Çünkü bende böyle bir kanaat olsaydı işe girişeceğim Güne kadar bu konuda girişimde ve faaliyette bulunanların çalışmalarının sonuçlarını bekleyerek görevimden çekilmezdim. Hükümete Padişah Halifeye karşı başkaldırmayı gerekli görmezdim. Aksine ben de bazı iki yüzlü ve iki yanlılar gibi dış görünüşü pek parlak ve gösterişli olan o günün ordu müfettişliğini ve Padişah hazretlerinin yaverliği ünvanın elden bırakmazdım.

Gerçi benim açıkça ortaya atılmamda ve bütün ulusal ve Askeri işlerin başına geçmemde kuşkusuz sakınca vardı. Ama o sakınca başarısızlığa uğradığımda benim herkesten önce ve herkesten çok en ağır cezaya çarptırılmamdan başka bir şey olabilir miydi Oysa bütün yurdun ve koskoca bir ulusun ölüm ve kalımı söz konusu olurken yurtseverim diyenlerin kendi sorunlarını düşünmeğe yer var mıdır

Ben bazı arkadaşlarca ileri sürülen düşünce ve kuruntuya uysaydım iki bakımdan büyük sakıncalar doğacaktı.
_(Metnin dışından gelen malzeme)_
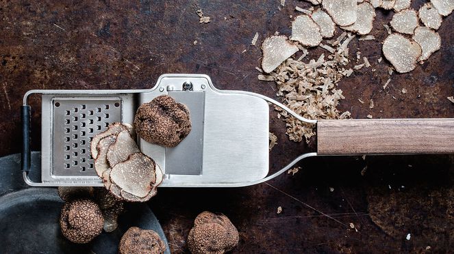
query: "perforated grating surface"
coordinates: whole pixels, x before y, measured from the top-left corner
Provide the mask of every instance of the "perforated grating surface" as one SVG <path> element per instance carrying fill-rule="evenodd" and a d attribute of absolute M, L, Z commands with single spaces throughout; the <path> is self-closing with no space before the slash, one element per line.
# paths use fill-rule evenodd
<path fill-rule="evenodd" d="M 91 140 L 121 121 L 121 103 L 119 98 L 53 100 L 53 175 L 96 175 Z"/>

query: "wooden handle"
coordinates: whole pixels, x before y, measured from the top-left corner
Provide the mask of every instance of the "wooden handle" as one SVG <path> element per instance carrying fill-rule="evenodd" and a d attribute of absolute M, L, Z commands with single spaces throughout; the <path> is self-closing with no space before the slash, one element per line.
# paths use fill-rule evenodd
<path fill-rule="evenodd" d="M 318 120 L 317 153 L 454 154 L 454 119 Z"/>

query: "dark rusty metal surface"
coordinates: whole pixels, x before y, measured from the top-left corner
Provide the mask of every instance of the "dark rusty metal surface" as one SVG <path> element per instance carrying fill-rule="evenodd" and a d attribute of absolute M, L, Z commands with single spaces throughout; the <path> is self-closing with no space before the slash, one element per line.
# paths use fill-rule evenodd
<path fill-rule="evenodd" d="M 414 1 L 414 8 L 423 2 Z M 161 74 L 186 72 L 209 74 L 219 89 L 275 98 L 275 84 L 257 81 L 254 68 L 264 38 L 290 34 L 297 5 L 309 7 L 290 0 L 281 10 L 278 1 L 0 1 L 0 155 L 20 152 L 19 106 L 31 89 L 142 89 Z M 199 23 L 199 8 L 211 23 Z M 354 118 L 454 117 L 446 100 L 454 96 L 453 15 L 439 30 L 442 48 L 413 72 L 392 74 L 383 91 L 389 74 L 386 61 L 377 63 L 387 35 L 381 24 L 392 14 L 377 11 L 371 33 L 376 40 L 351 43 L 351 59 L 359 48 L 376 71 L 344 79 L 339 87 L 346 98 L 339 108 Z M 321 53 L 311 51 L 310 57 Z M 372 109 L 358 101 L 370 98 Z M 31 104 L 39 105 L 35 99 Z M 39 114 L 34 111 L 35 150 Z M 288 141 L 275 115 L 270 129 L 279 139 L 270 153 L 272 171 L 310 150 Z M 237 226 L 234 253 L 424 252 L 427 246 L 445 252 L 454 243 L 453 163 L 449 156 L 314 158 L 300 163 L 294 175 L 268 184 L 162 188 L 150 205 L 175 253 L 188 251 L 192 220 L 205 210 L 225 213 Z"/>

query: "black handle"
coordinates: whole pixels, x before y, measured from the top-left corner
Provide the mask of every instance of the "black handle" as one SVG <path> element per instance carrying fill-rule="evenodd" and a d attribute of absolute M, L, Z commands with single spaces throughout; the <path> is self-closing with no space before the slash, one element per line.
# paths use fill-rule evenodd
<path fill-rule="evenodd" d="M 28 172 L 31 165 L 31 152 L 30 151 L 30 115 L 31 108 L 29 105 L 21 106 L 21 119 L 22 121 L 22 154 L 21 167 L 22 171 Z"/>

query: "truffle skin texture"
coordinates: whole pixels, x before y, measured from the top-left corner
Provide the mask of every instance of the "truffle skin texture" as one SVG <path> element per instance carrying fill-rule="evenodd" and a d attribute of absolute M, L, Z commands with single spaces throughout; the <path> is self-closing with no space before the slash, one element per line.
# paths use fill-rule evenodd
<path fill-rule="evenodd" d="M 129 227 L 120 240 L 120 254 L 158 254 L 164 253 L 166 244 L 159 235 L 153 230 Z"/>
<path fill-rule="evenodd" d="M 62 208 L 60 225 L 63 236 L 75 243 L 87 243 L 103 231 L 104 218 L 98 205 L 90 199 L 75 199 Z"/>
<path fill-rule="evenodd" d="M 191 131 L 189 110 L 172 97 L 162 95 L 139 107 L 134 126 L 147 142 L 173 147 Z"/>
<path fill-rule="evenodd" d="M 239 239 L 238 230 L 225 215 L 203 212 L 194 221 L 188 246 L 192 254 L 221 254 L 234 249 Z"/>

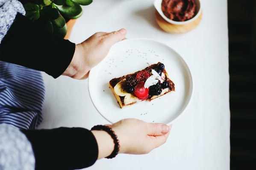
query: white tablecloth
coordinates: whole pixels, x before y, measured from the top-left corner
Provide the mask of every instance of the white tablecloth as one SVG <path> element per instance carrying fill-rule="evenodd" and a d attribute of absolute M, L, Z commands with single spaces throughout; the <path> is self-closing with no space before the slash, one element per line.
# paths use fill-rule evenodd
<path fill-rule="evenodd" d="M 127 38 L 161 41 L 176 50 L 190 66 L 194 81 L 191 102 L 173 125 L 165 144 L 144 155 L 119 154 L 97 161 L 88 170 L 228 170 L 229 102 L 227 1 L 201 0 L 199 25 L 188 33 L 163 31 L 155 18 L 153 0 L 94 0 L 83 6 L 70 40 L 80 43 L 98 32 L 121 28 Z M 89 95 L 88 80 L 43 73 L 46 96 L 39 128 L 61 126 L 90 129 L 108 123 Z"/>

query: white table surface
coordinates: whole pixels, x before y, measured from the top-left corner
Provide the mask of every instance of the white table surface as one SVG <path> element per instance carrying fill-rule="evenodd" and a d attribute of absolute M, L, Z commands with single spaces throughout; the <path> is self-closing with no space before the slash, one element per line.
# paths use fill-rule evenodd
<path fill-rule="evenodd" d="M 183 115 L 175 122 L 165 144 L 144 155 L 119 154 L 101 159 L 87 170 L 229 170 L 230 128 L 227 0 L 201 0 L 201 23 L 182 34 L 166 33 L 155 18 L 153 0 L 94 0 L 83 6 L 70 40 L 78 43 L 98 32 L 121 28 L 127 38 L 159 40 L 179 53 L 193 75 L 194 92 Z M 38 128 L 108 123 L 90 98 L 88 79 L 43 73 L 46 88 L 44 120 Z"/>

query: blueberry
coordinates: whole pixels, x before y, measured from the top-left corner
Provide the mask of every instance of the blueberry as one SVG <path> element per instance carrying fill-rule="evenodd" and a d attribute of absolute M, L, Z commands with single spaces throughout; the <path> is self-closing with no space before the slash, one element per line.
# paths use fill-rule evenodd
<path fill-rule="evenodd" d="M 164 81 L 161 84 L 161 88 L 162 89 L 166 89 L 169 86 L 169 83 L 166 81 Z"/>
<path fill-rule="evenodd" d="M 132 93 L 132 92 L 133 92 L 134 90 L 134 89 L 133 87 L 130 86 L 128 86 L 126 89 L 126 91 L 128 93 Z"/>
<path fill-rule="evenodd" d="M 149 95 L 159 95 L 162 92 L 162 89 L 160 88 L 157 88 L 153 86 L 149 87 Z"/>
<path fill-rule="evenodd" d="M 158 73 L 158 74 L 161 76 L 161 75 L 162 75 L 162 71 L 161 71 L 161 70 L 159 69 L 155 69 L 155 71 L 157 73 Z"/>
<path fill-rule="evenodd" d="M 157 65 L 157 66 L 161 71 L 163 71 L 165 69 L 165 65 L 162 63 L 160 63 Z"/>

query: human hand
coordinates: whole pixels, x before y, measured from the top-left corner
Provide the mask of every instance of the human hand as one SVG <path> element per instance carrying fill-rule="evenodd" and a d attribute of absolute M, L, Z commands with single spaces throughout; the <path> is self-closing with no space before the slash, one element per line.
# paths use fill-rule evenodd
<path fill-rule="evenodd" d="M 90 70 L 105 58 L 111 46 L 125 39 L 126 33 L 124 29 L 110 33 L 97 32 L 76 45 L 73 58 L 62 75 L 77 79 L 87 78 Z"/>
<path fill-rule="evenodd" d="M 132 154 L 148 153 L 164 144 L 169 135 L 171 125 L 146 123 L 134 118 L 121 120 L 111 127 L 119 140 L 119 153 Z M 106 132 L 92 130 L 99 148 L 98 159 L 110 155 L 114 150 L 113 139 Z"/>

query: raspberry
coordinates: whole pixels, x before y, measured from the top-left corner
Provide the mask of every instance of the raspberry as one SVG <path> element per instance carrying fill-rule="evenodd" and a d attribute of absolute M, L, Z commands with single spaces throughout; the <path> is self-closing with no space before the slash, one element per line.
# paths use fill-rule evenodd
<path fill-rule="evenodd" d="M 162 92 L 162 89 L 161 88 L 157 88 L 154 86 L 151 86 L 149 87 L 149 95 L 151 96 L 160 95 Z"/>
<path fill-rule="evenodd" d="M 140 99 L 146 99 L 148 97 L 149 90 L 144 87 L 144 84 L 143 81 L 141 81 L 134 87 L 133 94 Z"/>
<path fill-rule="evenodd" d="M 129 75 L 126 76 L 126 84 L 131 87 L 135 87 L 138 83 L 138 81 L 135 77 L 132 77 Z"/>
<path fill-rule="evenodd" d="M 136 78 L 139 81 L 145 82 L 150 77 L 148 72 L 140 72 L 136 75 Z"/>

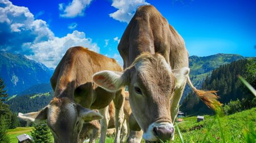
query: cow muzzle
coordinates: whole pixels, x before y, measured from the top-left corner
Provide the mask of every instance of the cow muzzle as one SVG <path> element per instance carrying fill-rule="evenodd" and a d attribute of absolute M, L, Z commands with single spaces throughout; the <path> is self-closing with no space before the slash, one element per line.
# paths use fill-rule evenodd
<path fill-rule="evenodd" d="M 165 141 L 174 135 L 174 127 L 168 122 L 153 123 L 147 131 L 143 133 L 143 138 L 150 141 Z"/>

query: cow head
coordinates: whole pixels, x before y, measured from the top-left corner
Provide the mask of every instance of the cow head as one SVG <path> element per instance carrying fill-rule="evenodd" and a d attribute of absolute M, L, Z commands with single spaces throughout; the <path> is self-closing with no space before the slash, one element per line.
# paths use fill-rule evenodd
<path fill-rule="evenodd" d="M 84 108 L 68 98 L 54 98 L 44 109 L 18 117 L 28 121 L 40 122 L 47 120 L 47 125 L 54 138 L 54 142 L 78 142 L 79 135 L 84 122 L 100 120 L 99 113 Z"/>
<path fill-rule="evenodd" d="M 104 70 L 94 75 L 94 82 L 116 91 L 127 85 L 133 114 L 148 141 L 169 139 L 174 133 L 170 100 L 174 91 L 186 81 L 189 69 L 172 70 L 160 54 L 142 54 L 123 73 Z"/>

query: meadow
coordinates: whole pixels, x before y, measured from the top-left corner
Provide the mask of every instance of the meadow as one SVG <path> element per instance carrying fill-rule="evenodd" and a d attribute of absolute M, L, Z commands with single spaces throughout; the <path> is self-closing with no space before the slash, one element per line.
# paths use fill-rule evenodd
<path fill-rule="evenodd" d="M 256 108 L 221 117 L 205 115 L 204 121 L 199 123 L 196 116 L 183 120 L 176 124 L 175 140 L 172 142 L 256 142 Z M 32 129 L 8 130 L 11 142 L 17 142 L 16 136 L 19 134 L 30 134 Z M 114 137 L 106 138 L 106 143 L 113 142 Z"/>

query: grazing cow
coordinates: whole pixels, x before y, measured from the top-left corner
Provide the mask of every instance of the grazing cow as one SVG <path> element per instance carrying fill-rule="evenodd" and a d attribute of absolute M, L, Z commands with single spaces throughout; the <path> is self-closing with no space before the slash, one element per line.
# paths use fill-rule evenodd
<path fill-rule="evenodd" d="M 108 129 L 113 129 L 115 128 L 115 108 L 114 103 L 111 102 L 106 107 L 108 111 L 106 116 L 109 118 Z M 98 112 L 97 111 L 96 111 Z M 80 132 L 80 142 L 83 142 L 86 138 L 89 138 L 89 142 L 95 142 L 95 141 L 99 136 L 100 132 L 100 124 L 98 121 L 93 121 L 90 122 L 85 123 Z M 108 135 L 109 130 L 107 130 Z M 113 133 L 112 133 L 113 134 Z"/>
<path fill-rule="evenodd" d="M 80 46 L 70 48 L 51 78 L 55 98 L 42 110 L 19 113 L 18 116 L 31 121 L 47 119 L 55 142 L 77 142 L 84 121 L 99 120 L 102 115 L 100 142 L 104 142 L 109 120 L 106 107 L 113 100 L 117 131 L 115 140 L 119 142 L 123 120 L 124 90 L 123 88 L 116 92 L 109 92 L 94 84 L 92 76 L 102 70 L 122 70 L 114 59 Z M 84 108 L 99 109 L 101 115 Z"/>
<path fill-rule="evenodd" d="M 120 139 L 121 142 L 125 142 L 126 137 L 128 132 L 127 125 L 129 126 L 129 117 L 132 110 L 129 104 L 129 93 L 127 91 L 125 91 L 125 100 L 123 107 L 123 111 L 124 117 L 126 122 L 124 122 L 122 127 L 122 137 Z M 110 135 L 113 134 L 113 130 L 111 129 L 115 128 L 115 110 L 113 110 L 114 107 L 114 103 L 111 102 L 111 104 L 108 106 L 109 114 L 107 116 L 110 117 L 110 120 L 108 124 L 107 132 L 109 132 Z M 87 138 L 90 138 L 89 142 L 95 142 L 96 139 L 99 134 L 100 131 L 100 124 L 96 121 L 93 121 L 89 123 L 86 123 L 83 124 L 82 131 L 80 133 L 80 142 L 83 142 L 83 141 Z M 133 134 L 132 133 L 131 134 Z M 107 132 L 108 135 L 108 132 Z"/>
<path fill-rule="evenodd" d="M 123 73 L 101 71 L 94 75 L 93 80 L 111 91 L 128 86 L 133 116 L 146 140 L 173 138 L 173 123 L 187 82 L 207 106 L 220 105 L 215 91 L 198 90 L 193 86 L 184 40 L 154 6 L 138 8 L 118 49 Z"/>

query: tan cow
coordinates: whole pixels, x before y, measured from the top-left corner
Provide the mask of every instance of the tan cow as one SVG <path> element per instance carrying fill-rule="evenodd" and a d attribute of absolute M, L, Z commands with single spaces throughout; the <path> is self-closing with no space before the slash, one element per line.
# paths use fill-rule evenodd
<path fill-rule="evenodd" d="M 128 86 L 133 116 L 146 140 L 173 138 L 173 122 L 187 82 L 207 106 L 220 105 L 216 91 L 198 90 L 193 85 L 184 40 L 154 6 L 138 8 L 118 51 L 124 72 L 101 71 L 94 75 L 93 80 L 109 91 Z"/>
<path fill-rule="evenodd" d="M 123 107 L 123 111 L 124 113 L 125 117 L 125 121 L 122 125 L 122 136 L 120 139 L 121 142 L 125 142 L 126 137 L 127 136 L 128 130 L 127 129 L 129 128 L 129 127 L 127 128 L 127 126 L 129 126 L 129 120 L 130 116 L 132 113 L 132 110 L 131 109 L 131 107 L 129 104 L 129 93 L 127 91 L 125 91 L 125 100 L 124 101 L 124 104 Z M 108 106 L 108 110 L 109 110 L 109 114 L 108 116 L 110 117 L 110 121 L 109 122 L 108 128 L 107 132 L 109 132 L 109 135 L 113 134 L 113 130 L 111 130 L 110 129 L 113 129 L 115 128 L 115 124 L 114 124 L 114 120 L 115 120 L 115 110 L 113 110 L 114 108 L 114 104 L 113 102 L 111 103 L 111 104 Z M 127 122 L 127 123 L 126 123 Z M 83 128 L 82 129 L 82 131 L 80 133 L 80 142 L 82 142 L 86 138 L 90 138 L 89 142 L 95 142 L 96 139 L 98 137 L 98 135 L 99 134 L 99 131 L 100 131 L 100 124 L 97 121 L 93 121 L 92 122 L 89 123 L 86 123 L 83 124 Z M 111 132 L 112 131 L 112 132 Z M 131 135 L 131 136 L 133 136 L 132 140 L 133 141 L 136 138 L 136 137 L 138 136 L 138 138 L 136 139 L 137 142 L 140 142 L 141 140 L 141 135 L 137 135 L 137 132 L 131 131 L 131 132 L 130 134 Z M 108 135 L 108 132 L 107 132 Z M 130 139 L 128 139 L 129 142 L 133 142 L 133 141 L 129 141 Z"/>
<path fill-rule="evenodd" d="M 47 119 L 54 142 L 69 143 L 79 141 L 79 132 L 84 122 L 99 120 L 103 116 L 100 121 L 100 142 L 104 142 L 109 120 L 106 107 L 113 100 L 116 110 L 115 141 L 119 142 L 123 120 L 124 90 L 120 88 L 116 92 L 109 92 L 94 84 L 92 75 L 102 70 L 122 70 L 114 59 L 80 46 L 70 48 L 51 78 L 55 98 L 42 110 L 19 113 L 18 116 L 36 122 Z M 102 116 L 87 108 L 99 109 Z"/>

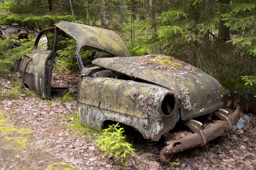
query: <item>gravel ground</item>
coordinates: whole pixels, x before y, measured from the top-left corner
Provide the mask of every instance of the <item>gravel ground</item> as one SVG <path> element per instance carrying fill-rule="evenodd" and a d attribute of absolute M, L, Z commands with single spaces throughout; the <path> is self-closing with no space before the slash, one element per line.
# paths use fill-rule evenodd
<path fill-rule="evenodd" d="M 0 80 L 2 91 L 11 88 L 8 82 Z M 224 134 L 204 147 L 173 155 L 169 164 L 162 165 L 157 155 L 140 152 L 125 166 L 118 163 L 118 158 L 103 156 L 95 143 L 97 133 L 73 130 L 77 118 L 70 116 L 59 99 L 50 101 L 22 95 L 17 99 L 0 101 L 0 110 L 3 113 L 0 116 L 0 127 L 15 128 L 9 133 L 0 131 L 0 170 L 45 170 L 58 162 L 79 170 L 256 169 L 255 115 L 247 114 L 250 121 L 242 130 Z M 75 102 L 67 106 L 73 112 L 76 110 Z M 25 128 L 32 134 L 19 133 Z M 26 145 L 19 145 L 15 139 L 12 143 L 7 137 L 23 138 L 27 141 Z"/>

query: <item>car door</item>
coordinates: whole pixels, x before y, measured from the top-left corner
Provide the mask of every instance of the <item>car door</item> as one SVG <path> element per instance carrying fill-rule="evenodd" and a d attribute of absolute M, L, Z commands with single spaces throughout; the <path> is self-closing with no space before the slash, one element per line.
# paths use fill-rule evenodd
<path fill-rule="evenodd" d="M 48 33 L 47 48 L 40 44 L 40 39 Z M 51 82 L 55 57 L 58 28 L 51 27 L 42 31 L 36 39 L 33 51 L 21 61 L 20 70 L 23 74 L 23 85 L 34 91 L 43 98 L 50 98 Z"/>

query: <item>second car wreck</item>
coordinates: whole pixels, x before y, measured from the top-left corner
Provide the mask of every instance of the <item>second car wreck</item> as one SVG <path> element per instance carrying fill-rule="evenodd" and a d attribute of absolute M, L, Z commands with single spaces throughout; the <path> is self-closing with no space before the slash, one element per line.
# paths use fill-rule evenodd
<path fill-rule="evenodd" d="M 43 49 L 38 43 L 47 32 L 54 34 L 54 43 Z M 222 88 L 204 72 L 164 55 L 131 57 L 115 32 L 64 21 L 42 31 L 34 50 L 20 63 L 24 85 L 44 98 L 50 99 L 53 92 L 67 89 L 51 85 L 58 35 L 77 44 L 81 123 L 102 129 L 106 122 L 119 122 L 146 139 L 157 141 L 164 137 L 168 141 L 160 152 L 163 162 L 169 162 L 173 153 L 205 145 L 231 130 L 237 121 L 238 109 L 230 113 L 221 109 Z M 83 61 L 83 49 L 92 52 L 87 58 L 90 67 Z M 211 125 L 205 128 L 202 123 L 206 122 Z M 175 139 L 172 130 L 179 128 L 178 124 L 194 133 Z"/>

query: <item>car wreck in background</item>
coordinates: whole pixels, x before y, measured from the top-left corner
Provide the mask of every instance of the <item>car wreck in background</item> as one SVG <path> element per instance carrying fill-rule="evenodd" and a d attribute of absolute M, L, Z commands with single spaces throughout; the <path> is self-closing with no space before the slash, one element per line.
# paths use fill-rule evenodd
<path fill-rule="evenodd" d="M 16 46 L 22 45 L 23 42 L 15 40 L 27 40 L 29 35 L 36 37 L 39 32 L 38 31 L 20 26 L 0 26 L 0 38 L 5 40 L 14 35 L 17 35 L 17 37 L 13 38 L 14 44 Z M 46 36 L 42 36 L 40 39 L 39 43 L 41 46 L 47 45 L 48 43 L 47 40 Z"/>
<path fill-rule="evenodd" d="M 47 32 L 52 43 L 42 49 L 39 41 Z M 115 32 L 64 21 L 40 32 L 34 50 L 20 63 L 24 86 L 44 98 L 50 99 L 52 93 L 67 88 L 51 84 L 59 36 L 71 38 L 77 45 L 81 123 L 102 129 L 110 121 L 119 122 L 145 139 L 166 138 L 160 154 L 163 162 L 169 162 L 172 153 L 204 146 L 231 130 L 237 121 L 238 109 L 230 113 L 221 109 L 222 88 L 204 72 L 162 55 L 131 57 Z M 89 66 L 85 64 L 88 61 Z M 193 133 L 175 137 L 173 130 L 184 127 Z"/>

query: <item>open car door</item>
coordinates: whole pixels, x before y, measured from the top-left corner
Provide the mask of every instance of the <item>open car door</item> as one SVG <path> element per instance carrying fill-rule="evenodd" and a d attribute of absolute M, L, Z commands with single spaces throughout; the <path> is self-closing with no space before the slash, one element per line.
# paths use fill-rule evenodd
<path fill-rule="evenodd" d="M 46 32 L 54 33 L 52 46 L 46 49 L 40 44 L 40 39 Z M 26 87 L 41 95 L 50 98 L 52 72 L 54 59 L 58 28 L 51 27 L 44 29 L 38 35 L 33 51 L 26 55 L 21 61 L 20 70 L 23 74 L 23 83 Z"/>

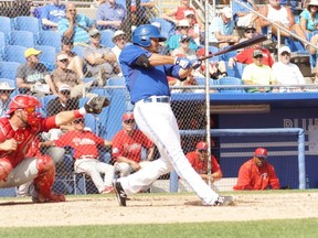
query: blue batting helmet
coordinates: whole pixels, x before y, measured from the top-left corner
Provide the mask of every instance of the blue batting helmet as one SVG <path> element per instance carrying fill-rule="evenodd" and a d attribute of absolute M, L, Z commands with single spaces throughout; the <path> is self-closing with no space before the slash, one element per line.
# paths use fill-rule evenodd
<path fill-rule="evenodd" d="M 150 46 L 150 39 L 159 39 L 159 42 L 163 42 L 167 39 L 160 34 L 157 26 L 151 24 L 139 25 L 132 32 L 132 43 L 142 47 Z"/>

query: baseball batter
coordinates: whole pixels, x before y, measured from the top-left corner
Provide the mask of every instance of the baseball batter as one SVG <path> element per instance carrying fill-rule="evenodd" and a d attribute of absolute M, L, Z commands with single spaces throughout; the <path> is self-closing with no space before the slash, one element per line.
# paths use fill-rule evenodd
<path fill-rule="evenodd" d="M 80 110 L 63 111 L 42 118 L 36 112 L 41 105 L 35 97 L 15 96 L 9 105 L 7 117 L 0 118 L 0 188 L 33 181 L 33 202 L 64 202 L 64 195 L 51 192 L 55 180 L 54 161 L 47 155 L 42 155 L 39 149 L 34 150 L 32 142 L 39 132 L 70 123 L 76 118 L 83 118 L 87 112 L 99 111 L 94 109 L 95 105 L 96 99 L 93 98 Z"/>
<path fill-rule="evenodd" d="M 137 193 L 173 169 L 203 205 L 220 206 L 233 203 L 232 196 L 220 196 L 200 177 L 187 160 L 180 145 L 180 133 L 170 107 L 167 76 L 183 80 L 201 65 L 199 60 L 159 55 L 159 43 L 166 41 L 158 28 L 139 25 L 132 33 L 132 44 L 119 55 L 126 86 L 130 91 L 134 116 L 139 129 L 157 145 L 161 158 L 113 185 L 120 206 L 126 206 L 127 194 Z"/>
<path fill-rule="evenodd" d="M 112 181 L 115 169 L 113 165 L 98 161 L 97 145 L 109 147 L 112 141 L 97 137 L 89 130 L 84 130 L 84 119 L 80 118 L 72 122 L 74 130 L 66 132 L 53 142 L 57 147 L 70 145 L 74 149 L 74 171 L 88 174 L 100 194 L 113 192 Z M 100 174 L 104 174 L 104 178 Z"/>

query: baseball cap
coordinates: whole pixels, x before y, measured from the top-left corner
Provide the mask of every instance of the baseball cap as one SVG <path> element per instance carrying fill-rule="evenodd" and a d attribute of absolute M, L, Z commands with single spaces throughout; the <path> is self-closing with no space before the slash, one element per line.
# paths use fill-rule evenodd
<path fill-rule="evenodd" d="M 194 15 L 194 12 L 193 12 L 193 11 L 186 10 L 186 11 L 184 11 L 184 18 L 187 18 L 188 15 Z"/>
<path fill-rule="evenodd" d="M 96 35 L 96 34 L 100 34 L 100 32 L 97 29 L 91 29 L 88 32 L 89 36 Z"/>
<path fill-rule="evenodd" d="M 60 53 L 57 54 L 56 58 L 57 61 L 63 61 L 63 60 L 68 60 L 68 56 L 65 53 Z"/>
<path fill-rule="evenodd" d="M 253 57 L 256 57 L 256 56 L 258 56 L 258 55 L 262 55 L 262 56 L 263 56 L 263 52 L 262 52 L 261 50 L 255 50 L 255 51 L 253 52 Z"/>
<path fill-rule="evenodd" d="M 287 52 L 287 53 L 289 53 L 290 54 L 290 48 L 288 47 L 288 46 L 283 46 L 283 47 L 280 47 L 279 48 L 279 52 L 278 52 L 278 54 L 280 55 L 280 54 L 283 54 L 284 52 Z"/>
<path fill-rule="evenodd" d="M 266 159 L 267 158 L 267 150 L 264 148 L 257 148 L 254 152 L 254 156 Z"/>
<path fill-rule="evenodd" d="M 66 35 L 63 35 L 61 39 L 62 44 L 73 44 L 74 41 L 70 37 L 67 37 Z"/>
<path fill-rule="evenodd" d="M 221 10 L 221 12 L 225 15 L 225 18 L 227 19 L 232 19 L 233 14 L 232 14 L 232 9 L 229 7 L 225 7 Z"/>
<path fill-rule="evenodd" d="M 35 48 L 26 48 L 26 51 L 24 52 L 24 57 L 30 57 L 31 55 L 39 55 L 41 53 L 41 51 L 38 51 Z"/>
<path fill-rule="evenodd" d="M 66 85 L 66 84 L 60 85 L 59 91 L 63 91 L 63 90 L 68 90 L 68 91 L 71 91 L 70 85 Z"/>
<path fill-rule="evenodd" d="M 189 21 L 187 19 L 182 19 L 178 22 L 178 25 L 177 28 L 180 28 L 180 26 L 188 26 L 190 28 L 190 24 L 189 24 Z"/>
<path fill-rule="evenodd" d="M 181 35 L 180 39 L 179 39 L 179 42 L 184 42 L 184 41 L 190 41 L 191 37 L 189 35 Z"/>
<path fill-rule="evenodd" d="M 124 31 L 121 31 L 121 30 L 117 30 L 117 31 L 114 33 L 113 37 L 112 37 L 113 42 L 115 41 L 115 39 L 116 39 L 118 35 L 126 35 L 126 33 L 125 33 Z"/>
<path fill-rule="evenodd" d="M 205 141 L 200 141 L 195 148 L 197 148 L 197 150 L 208 150 L 209 149 L 208 143 Z"/>
<path fill-rule="evenodd" d="M 126 120 L 135 120 L 134 113 L 132 112 L 126 112 L 123 115 L 123 121 Z"/>

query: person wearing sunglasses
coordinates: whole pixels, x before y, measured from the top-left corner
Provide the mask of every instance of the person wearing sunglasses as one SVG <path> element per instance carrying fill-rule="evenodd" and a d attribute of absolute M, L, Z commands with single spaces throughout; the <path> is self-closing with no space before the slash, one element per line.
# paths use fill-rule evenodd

Birincisi düşüncelerimde kararlarımda ve bütün kişiliğimde tutarsızlık ve yetersizlik olduğunu itiraf etmekti ki bu husus benim vicdanen üstlendiğim görev bakımından düzeltilmeyecek bir hata olurdu. Tarih tartışılmaz bir biçimde ortaya koymuştur ki büyük işlerde başarı için gücü ve yeteneği sarsılmaz bir başkasının varlığı çok elzemdir

Bütün devlet büyüklerinin umutsuzluk ve güçsüzlük içinde bütün ulusun başsız olarak karanlıklar içinde kaldığı bir sırada yurtseverim diyen bin bir çeşit kişinin bin bir türlü davranış ve inanç gösterdiği kargaşalı bir zamanda birçok hatırlı ve imtiyazlı kişilerin sözlerine uyma zorunluluğuna inanarak korkusuz yürünebilir mi ve en sonunda ulaşılması çok güç olan hedefe varılabilir mi Tarihte böylece amaca ulaşmış bir toplum gösterilebilir mi

ikincisi ulus yurt siyaset ve ordu yöneticiliğinde hiç bulunmamış ve bu alanda değeri belirmemiş ve denenmemiş gelişigüzel kişilerden kurulması olasılığı bulunan herhangi bir Heyet-i Temsiliyeye söz konusu görev bırakılabilir miydi Bırakıldığında yurdu ve ulusu kurtaracağız dediğimiz zaman ulusu ve kendimizi aldatmayacak mıydık Böylesine bir heyete perde arkasında yardım edilebileceği düşünülse bile bu yol güvenceli sayılabilir miydi

Nitekim tarihin akışı içinde gelişen olaylar Atatürkün bu düşüncelerinde haklı olduğunu gösterecektir Sivas Kongresi 23 Temmuz 1919 da Erzurum Kongresi toplandı. Artık bütün vatanseverler Atatürkün etrafında kenetlenmişlerdi.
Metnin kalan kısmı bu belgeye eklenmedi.